The Centre for Covid-19 Situation Administration (CCSA), chaired by Prime Minister Prayut Chan-o-cha, on Sunday extended lockdown measures for another 14 days starting August 3 in a bid to tackle the fast-spreading Delta variant. In addition, the CCSA also increased the number of provinces in the “dark red” zone from 13 to 29.
The CCSA will evaluate the situation again on August 18 and may extend the lockdown to August 31 if the situation does not improve.
“The damage from lockdown and control measures in 29 dark red zone provinces is estimated at THB300-400 billion per month, as the newly announced dark red zone provinces are business centres and locations of industrial estates, such as Nakhon Ratchasima, Rayong, Saraburi and Samut Songkram,” chamber chairman Sanan Angubolkul said.

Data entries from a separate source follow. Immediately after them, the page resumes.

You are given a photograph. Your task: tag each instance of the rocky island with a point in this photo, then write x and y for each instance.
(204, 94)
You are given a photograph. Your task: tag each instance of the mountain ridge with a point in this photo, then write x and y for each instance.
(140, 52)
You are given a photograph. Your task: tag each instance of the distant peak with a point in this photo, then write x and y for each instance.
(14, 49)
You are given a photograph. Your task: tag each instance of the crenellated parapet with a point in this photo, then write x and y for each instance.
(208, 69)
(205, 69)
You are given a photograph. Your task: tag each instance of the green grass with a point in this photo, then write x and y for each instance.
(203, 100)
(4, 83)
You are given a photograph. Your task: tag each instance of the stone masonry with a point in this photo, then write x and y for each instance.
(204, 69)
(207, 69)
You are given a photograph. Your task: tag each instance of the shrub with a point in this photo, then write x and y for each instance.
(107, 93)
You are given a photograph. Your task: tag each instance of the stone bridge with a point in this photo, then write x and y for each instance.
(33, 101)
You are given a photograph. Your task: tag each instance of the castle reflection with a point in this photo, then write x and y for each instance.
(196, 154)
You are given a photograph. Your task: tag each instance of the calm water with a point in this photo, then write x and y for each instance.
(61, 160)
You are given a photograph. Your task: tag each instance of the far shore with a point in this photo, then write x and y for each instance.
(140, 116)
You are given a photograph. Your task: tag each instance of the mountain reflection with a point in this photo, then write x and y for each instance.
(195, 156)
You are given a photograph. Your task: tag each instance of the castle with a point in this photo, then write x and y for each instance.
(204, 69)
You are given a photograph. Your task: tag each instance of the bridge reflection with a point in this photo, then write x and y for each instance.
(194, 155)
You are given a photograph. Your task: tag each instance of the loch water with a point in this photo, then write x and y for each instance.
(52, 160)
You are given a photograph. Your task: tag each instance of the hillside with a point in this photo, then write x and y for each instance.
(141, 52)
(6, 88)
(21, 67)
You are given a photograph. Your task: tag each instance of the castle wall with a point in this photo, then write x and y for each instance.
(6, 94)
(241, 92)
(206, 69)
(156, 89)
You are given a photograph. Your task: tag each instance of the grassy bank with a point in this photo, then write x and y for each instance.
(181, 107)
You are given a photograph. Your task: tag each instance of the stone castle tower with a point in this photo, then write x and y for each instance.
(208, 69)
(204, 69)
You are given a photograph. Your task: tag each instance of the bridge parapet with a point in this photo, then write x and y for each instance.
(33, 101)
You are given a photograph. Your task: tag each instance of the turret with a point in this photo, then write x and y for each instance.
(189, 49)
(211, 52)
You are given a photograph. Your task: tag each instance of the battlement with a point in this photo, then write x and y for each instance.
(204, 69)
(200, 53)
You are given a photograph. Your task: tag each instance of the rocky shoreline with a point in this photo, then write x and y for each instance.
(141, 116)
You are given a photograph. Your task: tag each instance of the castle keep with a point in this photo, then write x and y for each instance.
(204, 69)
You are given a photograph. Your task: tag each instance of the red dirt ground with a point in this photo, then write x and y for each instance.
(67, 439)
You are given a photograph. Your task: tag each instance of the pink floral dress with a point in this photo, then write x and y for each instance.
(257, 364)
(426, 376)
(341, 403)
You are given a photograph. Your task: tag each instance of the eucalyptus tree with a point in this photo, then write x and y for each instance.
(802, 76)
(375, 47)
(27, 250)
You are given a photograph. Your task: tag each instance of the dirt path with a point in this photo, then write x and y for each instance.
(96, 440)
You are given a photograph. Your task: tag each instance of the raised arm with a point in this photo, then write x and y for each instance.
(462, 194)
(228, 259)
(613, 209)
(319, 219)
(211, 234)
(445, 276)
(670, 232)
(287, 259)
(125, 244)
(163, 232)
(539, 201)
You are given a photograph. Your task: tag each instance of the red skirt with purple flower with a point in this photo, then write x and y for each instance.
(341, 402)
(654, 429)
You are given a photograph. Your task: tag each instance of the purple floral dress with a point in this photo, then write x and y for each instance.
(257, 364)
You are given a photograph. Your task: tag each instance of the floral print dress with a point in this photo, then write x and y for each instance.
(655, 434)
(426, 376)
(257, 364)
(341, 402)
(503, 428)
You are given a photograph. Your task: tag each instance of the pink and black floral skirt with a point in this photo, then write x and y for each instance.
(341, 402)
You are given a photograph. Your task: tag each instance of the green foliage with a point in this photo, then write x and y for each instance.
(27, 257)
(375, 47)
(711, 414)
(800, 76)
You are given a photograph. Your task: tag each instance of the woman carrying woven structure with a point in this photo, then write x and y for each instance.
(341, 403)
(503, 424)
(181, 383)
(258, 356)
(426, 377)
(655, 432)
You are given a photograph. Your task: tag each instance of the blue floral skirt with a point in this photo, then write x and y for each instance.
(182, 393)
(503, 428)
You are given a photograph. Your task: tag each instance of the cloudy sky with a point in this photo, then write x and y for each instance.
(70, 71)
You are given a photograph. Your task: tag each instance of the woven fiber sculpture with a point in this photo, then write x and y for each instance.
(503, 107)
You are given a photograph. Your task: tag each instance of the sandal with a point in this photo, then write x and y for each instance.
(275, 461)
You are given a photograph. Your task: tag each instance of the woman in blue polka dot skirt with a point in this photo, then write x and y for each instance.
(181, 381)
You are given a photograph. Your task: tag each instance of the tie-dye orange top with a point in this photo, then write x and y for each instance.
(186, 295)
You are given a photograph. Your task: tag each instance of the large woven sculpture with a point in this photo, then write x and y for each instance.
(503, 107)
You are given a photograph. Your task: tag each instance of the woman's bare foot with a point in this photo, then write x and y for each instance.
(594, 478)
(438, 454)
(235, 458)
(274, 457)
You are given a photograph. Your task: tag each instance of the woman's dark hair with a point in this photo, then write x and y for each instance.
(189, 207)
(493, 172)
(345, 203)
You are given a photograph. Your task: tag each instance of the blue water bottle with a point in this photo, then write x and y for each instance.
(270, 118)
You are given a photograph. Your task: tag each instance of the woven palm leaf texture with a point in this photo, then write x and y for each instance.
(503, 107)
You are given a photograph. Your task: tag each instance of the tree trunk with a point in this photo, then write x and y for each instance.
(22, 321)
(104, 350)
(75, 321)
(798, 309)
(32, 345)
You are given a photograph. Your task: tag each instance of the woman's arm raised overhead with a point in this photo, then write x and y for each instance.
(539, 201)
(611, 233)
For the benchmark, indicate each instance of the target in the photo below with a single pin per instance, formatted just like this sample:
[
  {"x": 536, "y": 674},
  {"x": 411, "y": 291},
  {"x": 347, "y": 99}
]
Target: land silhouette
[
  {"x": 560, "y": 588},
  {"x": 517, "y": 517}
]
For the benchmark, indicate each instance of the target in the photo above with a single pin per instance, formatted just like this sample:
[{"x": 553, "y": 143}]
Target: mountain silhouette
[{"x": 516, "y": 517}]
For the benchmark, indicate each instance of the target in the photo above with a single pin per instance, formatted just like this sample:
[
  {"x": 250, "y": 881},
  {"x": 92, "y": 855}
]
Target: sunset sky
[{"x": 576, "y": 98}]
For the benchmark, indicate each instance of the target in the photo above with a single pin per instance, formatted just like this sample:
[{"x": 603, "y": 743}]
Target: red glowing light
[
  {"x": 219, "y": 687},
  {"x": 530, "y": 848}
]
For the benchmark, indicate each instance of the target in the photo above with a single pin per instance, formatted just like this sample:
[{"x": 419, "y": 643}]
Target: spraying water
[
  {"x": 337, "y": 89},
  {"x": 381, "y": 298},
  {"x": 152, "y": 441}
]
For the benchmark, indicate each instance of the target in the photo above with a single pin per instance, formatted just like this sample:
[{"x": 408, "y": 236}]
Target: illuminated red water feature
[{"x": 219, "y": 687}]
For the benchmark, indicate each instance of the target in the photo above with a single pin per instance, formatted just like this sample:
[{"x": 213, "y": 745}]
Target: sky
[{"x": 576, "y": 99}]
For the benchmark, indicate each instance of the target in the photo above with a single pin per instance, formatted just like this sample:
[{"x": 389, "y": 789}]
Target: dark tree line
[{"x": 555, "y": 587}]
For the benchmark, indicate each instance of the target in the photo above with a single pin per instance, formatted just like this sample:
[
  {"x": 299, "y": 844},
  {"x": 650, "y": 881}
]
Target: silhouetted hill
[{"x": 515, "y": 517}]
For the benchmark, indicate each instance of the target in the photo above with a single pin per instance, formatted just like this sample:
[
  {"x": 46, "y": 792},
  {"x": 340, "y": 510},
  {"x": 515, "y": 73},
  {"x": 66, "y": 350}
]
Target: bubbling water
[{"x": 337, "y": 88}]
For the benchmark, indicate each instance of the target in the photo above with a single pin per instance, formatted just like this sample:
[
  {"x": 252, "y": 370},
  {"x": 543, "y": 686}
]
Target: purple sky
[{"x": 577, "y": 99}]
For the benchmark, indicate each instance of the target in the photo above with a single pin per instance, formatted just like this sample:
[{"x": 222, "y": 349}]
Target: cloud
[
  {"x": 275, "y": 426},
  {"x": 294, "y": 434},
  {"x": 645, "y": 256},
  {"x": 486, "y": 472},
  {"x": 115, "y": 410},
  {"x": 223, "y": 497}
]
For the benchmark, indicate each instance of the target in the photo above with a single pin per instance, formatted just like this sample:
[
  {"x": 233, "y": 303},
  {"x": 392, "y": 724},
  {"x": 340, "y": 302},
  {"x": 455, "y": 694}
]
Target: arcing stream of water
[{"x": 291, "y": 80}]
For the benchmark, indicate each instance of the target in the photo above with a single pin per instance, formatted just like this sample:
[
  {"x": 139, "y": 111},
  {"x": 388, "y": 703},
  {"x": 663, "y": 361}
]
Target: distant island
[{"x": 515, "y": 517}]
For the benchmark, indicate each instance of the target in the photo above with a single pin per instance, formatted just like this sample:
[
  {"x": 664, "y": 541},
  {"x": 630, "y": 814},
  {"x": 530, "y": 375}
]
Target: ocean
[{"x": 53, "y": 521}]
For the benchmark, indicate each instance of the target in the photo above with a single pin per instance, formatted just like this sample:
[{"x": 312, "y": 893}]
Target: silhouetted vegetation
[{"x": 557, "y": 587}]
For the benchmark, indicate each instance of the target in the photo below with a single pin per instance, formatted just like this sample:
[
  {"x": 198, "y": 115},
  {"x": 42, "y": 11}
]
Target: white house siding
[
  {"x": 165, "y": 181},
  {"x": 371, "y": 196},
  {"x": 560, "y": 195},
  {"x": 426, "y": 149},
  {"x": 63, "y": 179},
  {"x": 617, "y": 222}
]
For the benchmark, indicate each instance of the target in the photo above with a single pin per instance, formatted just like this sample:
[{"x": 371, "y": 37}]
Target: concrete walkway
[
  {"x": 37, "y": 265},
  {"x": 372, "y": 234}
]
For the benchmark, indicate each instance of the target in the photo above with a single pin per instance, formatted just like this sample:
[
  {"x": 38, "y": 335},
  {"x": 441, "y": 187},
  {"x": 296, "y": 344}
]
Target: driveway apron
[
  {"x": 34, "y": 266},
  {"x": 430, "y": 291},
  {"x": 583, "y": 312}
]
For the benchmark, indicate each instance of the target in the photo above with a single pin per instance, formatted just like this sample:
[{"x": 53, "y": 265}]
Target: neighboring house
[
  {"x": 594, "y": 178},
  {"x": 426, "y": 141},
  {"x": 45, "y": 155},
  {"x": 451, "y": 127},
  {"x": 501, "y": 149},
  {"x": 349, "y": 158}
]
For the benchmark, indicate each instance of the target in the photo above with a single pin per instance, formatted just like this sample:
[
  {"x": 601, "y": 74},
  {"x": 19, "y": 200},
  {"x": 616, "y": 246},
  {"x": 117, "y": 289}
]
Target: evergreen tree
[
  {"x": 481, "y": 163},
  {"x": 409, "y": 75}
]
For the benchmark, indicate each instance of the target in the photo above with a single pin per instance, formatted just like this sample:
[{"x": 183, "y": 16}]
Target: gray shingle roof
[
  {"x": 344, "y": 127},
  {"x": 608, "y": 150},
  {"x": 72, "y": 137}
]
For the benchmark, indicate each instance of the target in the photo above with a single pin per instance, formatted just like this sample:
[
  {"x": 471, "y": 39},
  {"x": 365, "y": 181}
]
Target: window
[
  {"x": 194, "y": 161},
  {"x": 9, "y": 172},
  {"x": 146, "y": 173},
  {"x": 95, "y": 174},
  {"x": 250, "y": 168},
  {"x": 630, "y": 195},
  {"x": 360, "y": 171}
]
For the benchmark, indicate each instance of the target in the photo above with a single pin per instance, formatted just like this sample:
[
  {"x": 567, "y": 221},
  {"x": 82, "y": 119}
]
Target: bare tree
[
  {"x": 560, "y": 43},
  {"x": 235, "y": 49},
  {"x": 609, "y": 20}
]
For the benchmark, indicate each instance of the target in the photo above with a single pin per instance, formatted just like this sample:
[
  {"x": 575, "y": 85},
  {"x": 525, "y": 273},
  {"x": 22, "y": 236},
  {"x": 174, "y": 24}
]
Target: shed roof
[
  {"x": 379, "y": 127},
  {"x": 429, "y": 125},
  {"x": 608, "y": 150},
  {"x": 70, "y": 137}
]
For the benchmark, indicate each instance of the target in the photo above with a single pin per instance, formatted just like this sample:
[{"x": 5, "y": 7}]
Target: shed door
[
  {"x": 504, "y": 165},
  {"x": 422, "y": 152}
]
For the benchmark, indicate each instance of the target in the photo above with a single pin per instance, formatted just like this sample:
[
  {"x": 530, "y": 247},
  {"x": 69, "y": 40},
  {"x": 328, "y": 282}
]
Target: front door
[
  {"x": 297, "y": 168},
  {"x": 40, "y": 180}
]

Meanwhile the Federation of Thai Industries (FTI) president, Suphan Mongkolsutee, said on Sunday that the government’s extension of the lockdown was not unexpected based on the trend of infections, but classifying more provinces as dark red zones from the 13 earlier would further affect the manufacturing sector. “The dark red zone provinces account for 70-80 per cent of the country’s overall production capacity. Increasing disease control measures would hinder economic activities even further,” he said. “Furthermore, if there aren’t enough rapid testing and vaccination facilities provided to people in these provinces, it could lead to a surge of infections in lockdown areas.”